Ottawa -- Début janvier 2006. La campagne électorale du chef libéral Paul Martin ne va nulle part. Pour sortir de la torpeur, Tim Murphy, le chef de cabinet de Paul Martin, ressort une idée qui a circulé quelques semaines plus tôt dans le cercle restreint des conseillers du chef libéral: promettre d'abolir, au niveau fédéral, l'usage de la clause dérogatoire de la Charte canadiennes des droits et libertés.
Dans l'avion qui promène Paul Martin d'un bout à l'autre du pays, les stratèges ne s'entendent pas. «Même si ça mijotait dans la tête de certains depuis quelques semaines, on a eu un bon débat là-dessus», raconte au Devoir Steven MacKinnon, l'un des rares conseillers de Martin à avoir pris part aux discussions. Même le bunker électoral des libéraux, à Ottawa, n'avait pas été mis au parfum de la stratégie envisagée.
«Il y avait une perception persistante que Harper allait peut-être empiéter sur les droits de la personne, notamment pour interdire les mariages gais ou le droit à l'avortement. C'était une façon de nous différencier des conservateurs et de parler à notre base libérale, puisque au PLC, depuis Trudeau, on n'est pas à l'aise avec l'existence d'une clause qui permet de bafouer des droits fondamentaux. Ça ne plaît pas aux libéraux. Ça reste un symbole fort», souligne Steven MacKinnon.

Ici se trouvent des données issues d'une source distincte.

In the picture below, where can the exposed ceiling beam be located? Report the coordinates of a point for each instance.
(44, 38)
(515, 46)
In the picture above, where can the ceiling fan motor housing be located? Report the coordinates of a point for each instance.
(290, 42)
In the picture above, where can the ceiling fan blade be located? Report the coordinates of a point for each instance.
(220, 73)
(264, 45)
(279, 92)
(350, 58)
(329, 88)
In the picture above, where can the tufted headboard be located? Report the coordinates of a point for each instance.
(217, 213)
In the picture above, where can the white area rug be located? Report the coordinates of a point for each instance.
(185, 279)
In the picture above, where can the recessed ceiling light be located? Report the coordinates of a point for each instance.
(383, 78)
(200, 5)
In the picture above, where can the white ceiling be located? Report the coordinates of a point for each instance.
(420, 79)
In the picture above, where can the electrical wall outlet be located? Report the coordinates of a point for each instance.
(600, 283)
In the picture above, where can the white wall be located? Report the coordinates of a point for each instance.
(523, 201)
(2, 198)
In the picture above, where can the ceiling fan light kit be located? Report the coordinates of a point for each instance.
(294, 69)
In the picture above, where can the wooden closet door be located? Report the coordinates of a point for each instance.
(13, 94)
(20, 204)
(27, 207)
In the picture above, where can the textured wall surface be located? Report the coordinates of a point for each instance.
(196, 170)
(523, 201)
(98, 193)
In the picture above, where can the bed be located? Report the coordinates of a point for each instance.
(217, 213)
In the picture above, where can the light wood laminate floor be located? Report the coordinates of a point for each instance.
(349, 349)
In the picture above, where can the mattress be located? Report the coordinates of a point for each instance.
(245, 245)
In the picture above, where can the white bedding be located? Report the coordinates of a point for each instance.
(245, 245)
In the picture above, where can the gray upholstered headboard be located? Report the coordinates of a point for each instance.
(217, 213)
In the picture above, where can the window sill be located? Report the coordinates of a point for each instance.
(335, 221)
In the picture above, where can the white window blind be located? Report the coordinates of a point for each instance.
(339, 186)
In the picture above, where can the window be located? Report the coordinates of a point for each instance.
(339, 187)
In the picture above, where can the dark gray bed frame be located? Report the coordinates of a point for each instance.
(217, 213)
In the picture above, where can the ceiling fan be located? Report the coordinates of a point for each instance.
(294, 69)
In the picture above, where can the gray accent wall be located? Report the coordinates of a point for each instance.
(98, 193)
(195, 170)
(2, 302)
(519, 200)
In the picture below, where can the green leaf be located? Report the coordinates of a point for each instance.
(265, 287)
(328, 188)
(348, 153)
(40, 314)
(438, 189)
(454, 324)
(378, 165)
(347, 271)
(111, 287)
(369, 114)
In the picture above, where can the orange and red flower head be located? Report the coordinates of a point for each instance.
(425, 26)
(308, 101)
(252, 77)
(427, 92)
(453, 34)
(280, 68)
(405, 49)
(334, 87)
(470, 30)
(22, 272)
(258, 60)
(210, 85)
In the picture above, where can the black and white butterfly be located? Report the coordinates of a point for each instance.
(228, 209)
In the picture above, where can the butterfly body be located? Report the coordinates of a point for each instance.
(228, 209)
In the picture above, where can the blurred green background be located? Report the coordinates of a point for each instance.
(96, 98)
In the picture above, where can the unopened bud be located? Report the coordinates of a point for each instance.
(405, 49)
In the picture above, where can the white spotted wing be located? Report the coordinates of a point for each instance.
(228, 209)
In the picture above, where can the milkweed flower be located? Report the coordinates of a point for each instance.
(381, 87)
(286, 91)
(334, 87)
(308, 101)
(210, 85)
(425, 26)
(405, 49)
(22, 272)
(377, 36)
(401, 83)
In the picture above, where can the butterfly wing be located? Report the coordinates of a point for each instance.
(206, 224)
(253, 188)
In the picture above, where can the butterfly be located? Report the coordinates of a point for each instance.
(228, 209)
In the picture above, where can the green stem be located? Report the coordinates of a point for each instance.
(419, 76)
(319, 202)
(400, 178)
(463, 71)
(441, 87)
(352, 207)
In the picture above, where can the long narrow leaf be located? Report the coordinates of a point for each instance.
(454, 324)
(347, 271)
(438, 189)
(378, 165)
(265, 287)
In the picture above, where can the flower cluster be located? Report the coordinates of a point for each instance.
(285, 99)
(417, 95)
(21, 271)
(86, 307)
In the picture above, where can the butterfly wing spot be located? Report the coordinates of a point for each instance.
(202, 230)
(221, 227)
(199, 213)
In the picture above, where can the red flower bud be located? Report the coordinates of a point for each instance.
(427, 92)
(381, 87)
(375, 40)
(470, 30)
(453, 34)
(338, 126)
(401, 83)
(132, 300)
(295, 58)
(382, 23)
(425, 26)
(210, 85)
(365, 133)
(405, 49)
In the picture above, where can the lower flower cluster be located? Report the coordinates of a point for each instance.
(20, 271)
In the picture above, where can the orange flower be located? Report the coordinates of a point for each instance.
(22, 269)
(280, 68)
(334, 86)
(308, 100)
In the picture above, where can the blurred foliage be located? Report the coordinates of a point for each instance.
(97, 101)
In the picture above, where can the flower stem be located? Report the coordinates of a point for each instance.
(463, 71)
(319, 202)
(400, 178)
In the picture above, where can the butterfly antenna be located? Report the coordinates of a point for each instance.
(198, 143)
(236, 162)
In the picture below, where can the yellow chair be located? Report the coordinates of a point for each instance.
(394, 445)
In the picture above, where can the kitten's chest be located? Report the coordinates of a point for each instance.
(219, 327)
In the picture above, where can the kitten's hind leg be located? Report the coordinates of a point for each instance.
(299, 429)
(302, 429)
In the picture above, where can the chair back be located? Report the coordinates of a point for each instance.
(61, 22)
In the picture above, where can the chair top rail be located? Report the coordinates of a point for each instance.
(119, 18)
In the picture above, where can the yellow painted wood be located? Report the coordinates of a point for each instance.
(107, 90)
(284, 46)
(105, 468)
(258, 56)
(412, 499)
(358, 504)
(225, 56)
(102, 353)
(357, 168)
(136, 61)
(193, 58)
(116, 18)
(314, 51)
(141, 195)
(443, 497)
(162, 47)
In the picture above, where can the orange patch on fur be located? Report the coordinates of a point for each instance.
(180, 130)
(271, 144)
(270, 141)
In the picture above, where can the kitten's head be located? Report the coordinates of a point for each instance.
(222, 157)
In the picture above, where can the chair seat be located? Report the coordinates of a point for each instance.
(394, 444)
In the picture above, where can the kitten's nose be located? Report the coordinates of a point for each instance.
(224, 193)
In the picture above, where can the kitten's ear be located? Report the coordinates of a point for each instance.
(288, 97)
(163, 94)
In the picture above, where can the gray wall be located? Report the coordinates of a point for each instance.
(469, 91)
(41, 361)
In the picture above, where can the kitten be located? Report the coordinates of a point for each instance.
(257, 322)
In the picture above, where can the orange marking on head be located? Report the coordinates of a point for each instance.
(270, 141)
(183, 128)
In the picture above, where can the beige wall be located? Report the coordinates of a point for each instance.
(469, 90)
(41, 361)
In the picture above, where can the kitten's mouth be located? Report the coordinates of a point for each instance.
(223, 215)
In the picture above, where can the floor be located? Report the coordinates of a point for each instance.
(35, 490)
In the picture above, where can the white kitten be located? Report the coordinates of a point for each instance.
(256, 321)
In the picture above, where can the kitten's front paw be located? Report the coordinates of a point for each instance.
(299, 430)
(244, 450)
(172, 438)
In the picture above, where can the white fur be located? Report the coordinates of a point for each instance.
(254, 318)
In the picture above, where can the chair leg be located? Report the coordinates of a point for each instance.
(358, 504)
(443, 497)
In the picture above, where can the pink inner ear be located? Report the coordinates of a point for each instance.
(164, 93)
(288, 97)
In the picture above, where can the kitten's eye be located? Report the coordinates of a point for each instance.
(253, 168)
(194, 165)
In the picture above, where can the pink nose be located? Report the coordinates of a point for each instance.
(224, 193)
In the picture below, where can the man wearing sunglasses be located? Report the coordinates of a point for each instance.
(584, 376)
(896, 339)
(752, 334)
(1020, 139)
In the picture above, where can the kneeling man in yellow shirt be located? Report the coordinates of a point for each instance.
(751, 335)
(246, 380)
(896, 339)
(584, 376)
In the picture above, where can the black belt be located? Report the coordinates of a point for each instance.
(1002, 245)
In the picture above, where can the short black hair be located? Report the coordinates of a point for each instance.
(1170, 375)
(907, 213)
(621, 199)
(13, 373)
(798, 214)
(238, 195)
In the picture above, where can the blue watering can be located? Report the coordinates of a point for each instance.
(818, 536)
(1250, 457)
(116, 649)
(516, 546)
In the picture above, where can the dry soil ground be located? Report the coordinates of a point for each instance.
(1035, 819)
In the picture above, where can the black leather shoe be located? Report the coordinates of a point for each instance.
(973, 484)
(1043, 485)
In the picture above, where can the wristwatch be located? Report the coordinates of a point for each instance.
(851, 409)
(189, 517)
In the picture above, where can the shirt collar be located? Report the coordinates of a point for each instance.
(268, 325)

Le lundi 9 janvier, en plein débat télévisé à Montréal, Paul Martin promet, s'il est réélu, de retirer l'usage de la clause dérogatoire au niveau fédéral. Le coup d'éclat est efficace, mais les résultats ne sont pas au rendez-vous. Avec le recul, Steven MacKinnon avoue que l'idée n'était peut-être pas à la hauteur du symbole. «Je ne suis pas sûr que notre stratégie a fonctionné!»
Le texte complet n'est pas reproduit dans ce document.